I agree and have always thought along these lines. When you actually think about the damage done, prior to coming out, it's no wonder that there are sexual/emotional issues a-plenty. They talk about the rite-of-passage & stress of people moving from teenage years to adult- now add to that you're gay, isolated, have few role models, are told you are not acceptable, threatened (by family & strangers)...it isn't difficult to venture these facts might lead to finding your way via physical contact in order to educate yourself on what you may or may not eventually seek in a partner.

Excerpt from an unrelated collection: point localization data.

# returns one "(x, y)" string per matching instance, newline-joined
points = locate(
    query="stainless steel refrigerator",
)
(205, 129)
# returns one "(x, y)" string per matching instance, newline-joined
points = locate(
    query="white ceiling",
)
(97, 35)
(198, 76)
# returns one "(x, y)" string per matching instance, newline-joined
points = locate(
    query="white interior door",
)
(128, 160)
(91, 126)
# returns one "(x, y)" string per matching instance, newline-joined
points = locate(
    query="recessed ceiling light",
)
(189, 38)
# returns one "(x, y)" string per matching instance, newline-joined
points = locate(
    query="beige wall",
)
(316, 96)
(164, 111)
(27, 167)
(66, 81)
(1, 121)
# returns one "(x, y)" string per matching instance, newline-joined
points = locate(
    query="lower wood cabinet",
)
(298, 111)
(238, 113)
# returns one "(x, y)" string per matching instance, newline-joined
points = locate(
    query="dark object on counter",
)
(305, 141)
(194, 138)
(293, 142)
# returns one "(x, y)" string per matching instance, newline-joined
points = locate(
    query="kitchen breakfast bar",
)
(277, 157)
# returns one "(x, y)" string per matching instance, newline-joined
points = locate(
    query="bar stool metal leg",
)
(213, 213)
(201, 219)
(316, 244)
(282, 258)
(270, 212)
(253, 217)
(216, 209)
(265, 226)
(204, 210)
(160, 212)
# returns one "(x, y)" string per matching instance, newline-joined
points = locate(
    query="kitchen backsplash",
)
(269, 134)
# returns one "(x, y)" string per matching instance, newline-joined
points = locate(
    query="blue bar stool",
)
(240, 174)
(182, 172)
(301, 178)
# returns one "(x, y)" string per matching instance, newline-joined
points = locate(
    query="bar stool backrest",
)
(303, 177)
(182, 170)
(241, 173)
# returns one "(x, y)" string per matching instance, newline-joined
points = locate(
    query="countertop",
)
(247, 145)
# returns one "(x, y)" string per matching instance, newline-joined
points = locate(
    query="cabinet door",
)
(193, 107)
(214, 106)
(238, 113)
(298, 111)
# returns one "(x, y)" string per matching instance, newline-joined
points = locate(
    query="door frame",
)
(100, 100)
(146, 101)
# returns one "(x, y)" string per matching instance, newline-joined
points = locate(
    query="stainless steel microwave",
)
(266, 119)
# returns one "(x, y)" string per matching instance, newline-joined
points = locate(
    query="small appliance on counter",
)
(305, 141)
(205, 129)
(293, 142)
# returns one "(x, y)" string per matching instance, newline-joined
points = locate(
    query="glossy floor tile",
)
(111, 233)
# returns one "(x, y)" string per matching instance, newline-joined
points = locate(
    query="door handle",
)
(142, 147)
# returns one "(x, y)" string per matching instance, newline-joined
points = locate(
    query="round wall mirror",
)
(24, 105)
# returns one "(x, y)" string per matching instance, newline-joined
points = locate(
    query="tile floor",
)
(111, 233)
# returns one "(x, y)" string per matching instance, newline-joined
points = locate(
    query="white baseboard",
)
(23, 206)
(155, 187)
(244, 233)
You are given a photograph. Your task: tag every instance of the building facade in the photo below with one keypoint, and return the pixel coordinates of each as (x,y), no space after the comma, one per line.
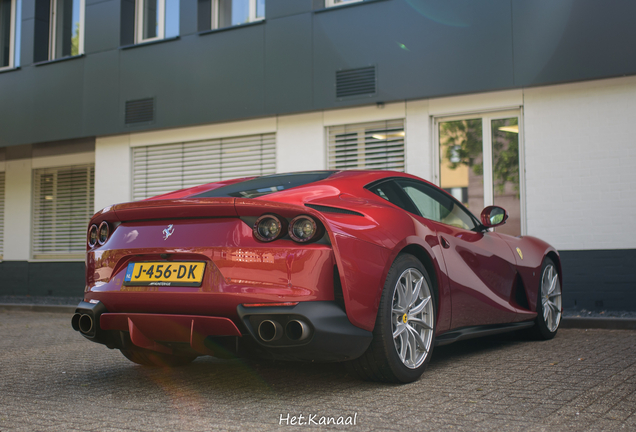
(522,104)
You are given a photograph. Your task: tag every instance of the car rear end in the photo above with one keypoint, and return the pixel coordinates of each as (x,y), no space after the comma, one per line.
(191,275)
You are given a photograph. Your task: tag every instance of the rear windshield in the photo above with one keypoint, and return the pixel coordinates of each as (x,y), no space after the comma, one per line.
(265,185)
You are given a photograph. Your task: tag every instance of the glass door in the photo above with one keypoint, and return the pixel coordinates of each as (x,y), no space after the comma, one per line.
(479,163)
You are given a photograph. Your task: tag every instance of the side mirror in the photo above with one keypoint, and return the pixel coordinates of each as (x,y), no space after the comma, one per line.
(493,216)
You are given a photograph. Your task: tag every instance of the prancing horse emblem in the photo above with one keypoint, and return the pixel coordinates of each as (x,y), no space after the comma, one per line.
(168,232)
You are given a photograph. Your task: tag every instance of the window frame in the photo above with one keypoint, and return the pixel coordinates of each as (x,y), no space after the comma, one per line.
(139,22)
(345,140)
(486,117)
(214,15)
(3,193)
(12,37)
(53,30)
(196,162)
(332,3)
(77,251)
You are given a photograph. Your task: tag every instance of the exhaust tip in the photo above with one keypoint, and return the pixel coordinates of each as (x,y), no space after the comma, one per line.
(85,323)
(297,330)
(269,330)
(75,321)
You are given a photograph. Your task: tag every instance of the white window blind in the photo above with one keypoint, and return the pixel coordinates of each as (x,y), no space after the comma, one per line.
(376,145)
(62,206)
(1,214)
(165,168)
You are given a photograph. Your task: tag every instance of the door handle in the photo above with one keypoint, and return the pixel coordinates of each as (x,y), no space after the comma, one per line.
(444,242)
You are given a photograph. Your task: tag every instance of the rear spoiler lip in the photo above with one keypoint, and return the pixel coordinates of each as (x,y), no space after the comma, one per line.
(191,208)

However, I dispute the "hundreds" of sex partners, as well as the phenomenon of being promiscuous as only a "gay thing". There are plenty of str8 Lotharios out there...male & female.
01:09 AM on 12/15/2011
You're right about that, promiscuously certainly isn't just a "gay thing!" I agree that the gay community suffers by not getting to have the experience of a supported, loving adolescence. Wouldn't it be great if the gay child could tell his/her parent that they're gay (or better yet the parent uses their intuition and knows their child well enough to KNOW they're gay) and have the parent respond in an accepting way? If gay people could have a "normal" adolescence and openly date, go to school dances, have their puppy love over for holiday dinners, then there would probably be a lot less painful sexual and emotional issues to work out in their twenties.